There was just the longest pause. This was obviously a much bigger question than I realised. "I don't care," he said, "as long as it is at least 2cm taller than my brother." This sparked a conversation with some others on the table, and we were off.
In that pause between work starting and getting stuck, I love to grab a moment and talk about the bigger things around the lesson content. Having a meaningful conversation with pupils is such a treat, and important in sustaining an exciting, creative, stimulating classroom. The problem is getting round everyone. Circle time gives a context for this occasionally, but it can easily become unwieldy with larger class sizes if the focus is allowed to drift. Instead of waiting for a lull to stimulate conversation, I decided to try to instigate it from the beginning of the lesson. And I found an unlikely ally in an old enemy.

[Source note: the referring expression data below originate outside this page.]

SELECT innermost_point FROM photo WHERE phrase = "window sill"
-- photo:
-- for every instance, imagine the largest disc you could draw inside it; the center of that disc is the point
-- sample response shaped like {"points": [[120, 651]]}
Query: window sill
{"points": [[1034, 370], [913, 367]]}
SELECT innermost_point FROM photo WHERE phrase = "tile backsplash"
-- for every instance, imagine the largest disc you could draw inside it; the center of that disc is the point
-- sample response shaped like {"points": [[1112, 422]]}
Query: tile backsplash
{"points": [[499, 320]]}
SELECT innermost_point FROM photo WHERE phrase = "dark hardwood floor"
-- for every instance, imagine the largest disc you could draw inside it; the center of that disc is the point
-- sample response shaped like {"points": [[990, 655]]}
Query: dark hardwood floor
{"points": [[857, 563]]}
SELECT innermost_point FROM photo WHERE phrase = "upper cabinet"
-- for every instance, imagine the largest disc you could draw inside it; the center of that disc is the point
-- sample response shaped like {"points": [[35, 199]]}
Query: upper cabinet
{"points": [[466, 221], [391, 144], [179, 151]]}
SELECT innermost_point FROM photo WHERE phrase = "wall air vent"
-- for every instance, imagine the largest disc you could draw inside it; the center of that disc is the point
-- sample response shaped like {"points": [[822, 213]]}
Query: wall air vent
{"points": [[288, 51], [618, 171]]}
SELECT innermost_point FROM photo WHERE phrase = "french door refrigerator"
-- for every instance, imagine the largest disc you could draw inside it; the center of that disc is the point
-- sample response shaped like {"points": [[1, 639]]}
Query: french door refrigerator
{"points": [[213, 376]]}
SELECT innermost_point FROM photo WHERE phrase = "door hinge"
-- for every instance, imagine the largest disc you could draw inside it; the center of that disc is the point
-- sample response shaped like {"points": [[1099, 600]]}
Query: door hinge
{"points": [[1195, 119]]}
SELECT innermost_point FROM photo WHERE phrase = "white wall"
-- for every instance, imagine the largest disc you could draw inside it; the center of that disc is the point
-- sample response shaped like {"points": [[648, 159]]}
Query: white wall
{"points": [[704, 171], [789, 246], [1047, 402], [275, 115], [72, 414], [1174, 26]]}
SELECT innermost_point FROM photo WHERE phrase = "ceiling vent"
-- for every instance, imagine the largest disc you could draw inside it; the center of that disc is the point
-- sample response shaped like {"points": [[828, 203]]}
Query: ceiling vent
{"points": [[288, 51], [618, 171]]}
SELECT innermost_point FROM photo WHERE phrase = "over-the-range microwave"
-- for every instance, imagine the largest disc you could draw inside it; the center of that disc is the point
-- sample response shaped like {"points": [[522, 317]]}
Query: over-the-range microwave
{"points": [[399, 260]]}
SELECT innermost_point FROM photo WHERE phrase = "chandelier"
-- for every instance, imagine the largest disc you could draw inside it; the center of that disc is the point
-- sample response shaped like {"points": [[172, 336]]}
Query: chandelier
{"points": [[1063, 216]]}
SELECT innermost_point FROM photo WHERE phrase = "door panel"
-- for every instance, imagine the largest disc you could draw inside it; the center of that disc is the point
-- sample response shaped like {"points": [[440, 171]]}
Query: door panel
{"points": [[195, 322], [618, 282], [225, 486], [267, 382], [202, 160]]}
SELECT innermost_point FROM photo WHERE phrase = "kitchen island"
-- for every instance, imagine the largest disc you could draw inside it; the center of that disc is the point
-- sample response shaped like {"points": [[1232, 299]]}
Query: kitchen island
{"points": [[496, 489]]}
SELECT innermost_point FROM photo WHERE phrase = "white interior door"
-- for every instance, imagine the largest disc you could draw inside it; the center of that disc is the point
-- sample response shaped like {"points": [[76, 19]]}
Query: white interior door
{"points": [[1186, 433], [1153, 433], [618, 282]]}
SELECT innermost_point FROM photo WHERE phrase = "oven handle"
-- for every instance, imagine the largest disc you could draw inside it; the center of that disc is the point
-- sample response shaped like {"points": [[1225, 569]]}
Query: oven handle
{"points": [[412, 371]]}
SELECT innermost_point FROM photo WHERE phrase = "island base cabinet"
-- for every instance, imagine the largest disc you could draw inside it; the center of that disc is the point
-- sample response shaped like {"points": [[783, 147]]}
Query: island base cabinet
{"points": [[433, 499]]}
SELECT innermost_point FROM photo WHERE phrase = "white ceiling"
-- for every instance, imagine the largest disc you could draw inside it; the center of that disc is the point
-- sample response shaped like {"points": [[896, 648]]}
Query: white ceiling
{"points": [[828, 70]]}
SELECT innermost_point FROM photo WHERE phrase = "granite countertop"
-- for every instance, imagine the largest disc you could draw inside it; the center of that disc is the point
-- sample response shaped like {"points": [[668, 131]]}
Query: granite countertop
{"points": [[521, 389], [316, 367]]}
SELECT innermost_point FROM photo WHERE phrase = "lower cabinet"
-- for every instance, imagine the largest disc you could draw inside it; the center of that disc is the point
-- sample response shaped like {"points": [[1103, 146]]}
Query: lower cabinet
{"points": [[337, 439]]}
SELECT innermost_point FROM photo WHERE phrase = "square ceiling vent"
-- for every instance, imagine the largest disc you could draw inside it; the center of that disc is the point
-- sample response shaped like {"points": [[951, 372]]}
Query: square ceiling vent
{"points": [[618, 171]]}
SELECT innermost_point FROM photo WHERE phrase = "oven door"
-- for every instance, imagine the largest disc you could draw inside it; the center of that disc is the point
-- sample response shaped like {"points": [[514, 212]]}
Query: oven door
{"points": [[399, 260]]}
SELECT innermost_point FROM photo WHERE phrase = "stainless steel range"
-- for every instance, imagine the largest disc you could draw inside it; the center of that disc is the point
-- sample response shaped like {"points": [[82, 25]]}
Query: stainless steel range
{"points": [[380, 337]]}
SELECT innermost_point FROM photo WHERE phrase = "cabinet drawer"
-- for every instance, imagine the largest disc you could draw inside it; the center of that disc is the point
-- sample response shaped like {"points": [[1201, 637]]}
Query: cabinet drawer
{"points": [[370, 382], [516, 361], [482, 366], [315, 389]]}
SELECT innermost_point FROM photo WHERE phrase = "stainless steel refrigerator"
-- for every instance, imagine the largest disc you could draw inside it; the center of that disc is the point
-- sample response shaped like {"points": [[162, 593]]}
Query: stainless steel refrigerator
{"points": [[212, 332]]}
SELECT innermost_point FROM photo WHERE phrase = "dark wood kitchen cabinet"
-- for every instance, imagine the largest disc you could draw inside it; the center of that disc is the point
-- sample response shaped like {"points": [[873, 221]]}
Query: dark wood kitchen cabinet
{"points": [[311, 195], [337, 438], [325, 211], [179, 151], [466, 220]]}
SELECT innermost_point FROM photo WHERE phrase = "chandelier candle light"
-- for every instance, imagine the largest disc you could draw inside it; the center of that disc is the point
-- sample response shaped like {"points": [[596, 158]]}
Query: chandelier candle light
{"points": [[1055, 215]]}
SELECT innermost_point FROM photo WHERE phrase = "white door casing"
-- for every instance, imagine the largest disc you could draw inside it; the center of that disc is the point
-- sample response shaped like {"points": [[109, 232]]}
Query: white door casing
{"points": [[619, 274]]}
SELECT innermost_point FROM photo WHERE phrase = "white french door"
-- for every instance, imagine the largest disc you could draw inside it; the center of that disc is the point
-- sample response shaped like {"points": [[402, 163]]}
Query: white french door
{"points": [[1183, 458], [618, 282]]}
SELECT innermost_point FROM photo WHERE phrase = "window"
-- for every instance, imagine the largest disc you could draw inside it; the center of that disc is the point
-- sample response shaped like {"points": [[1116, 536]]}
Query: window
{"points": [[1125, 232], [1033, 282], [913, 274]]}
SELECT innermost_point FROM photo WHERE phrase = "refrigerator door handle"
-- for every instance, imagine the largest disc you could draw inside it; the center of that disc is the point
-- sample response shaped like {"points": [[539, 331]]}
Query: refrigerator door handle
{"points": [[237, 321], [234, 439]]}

What is it about felt-tips? Pupils come into my room, with a pen for every colour under the sun, each capable of ruining books, clothes, desks and my mood. Like electricity though, this destructive power can be harnessed.
Pupils will always seize the opportunity to use felt-tips, the bigger the better. I began to think of the kind of questions I would ask one-to-one if I had the chance. I introduced these to the class at the start of the lesson and wrote them on separate flipchart sheets that then got stuck around the room. At appropriate points in the lesson, I gave chunky felt-tip pens to small groups and told them they could reply to the questions they wanted to. I also gave them permission to use their own pens which brought some smiles.
The opportunity to use those felt-tips was irresistible. Suddenly, everyone was huddled around sheets, engaged in the conversation. In geography, to the question "Where is the best place on Earth?", responses ranged from "the swimming pool in Portugal" to "my Granny's living room". In music, we found preferences for Jools Holland and JS Bach. In RE we learned that of the 23 pupils who said they prayed, 16 believed it worked. The real bonus was that these answers were not just for me as pupils started responding to one another's answers, developing the conversation through asking further questions. As a result this paper-based discussion has only ever added to the quality of learning.
The crowning moment came during a discussion about a favourite painting.
Nell turned to me and said, "What do you think, Mr Greaves?" and there was an expectant hush for my answer. I turned to Nell and spoke words that I have never said before: "Can I borrow a felt-tip?"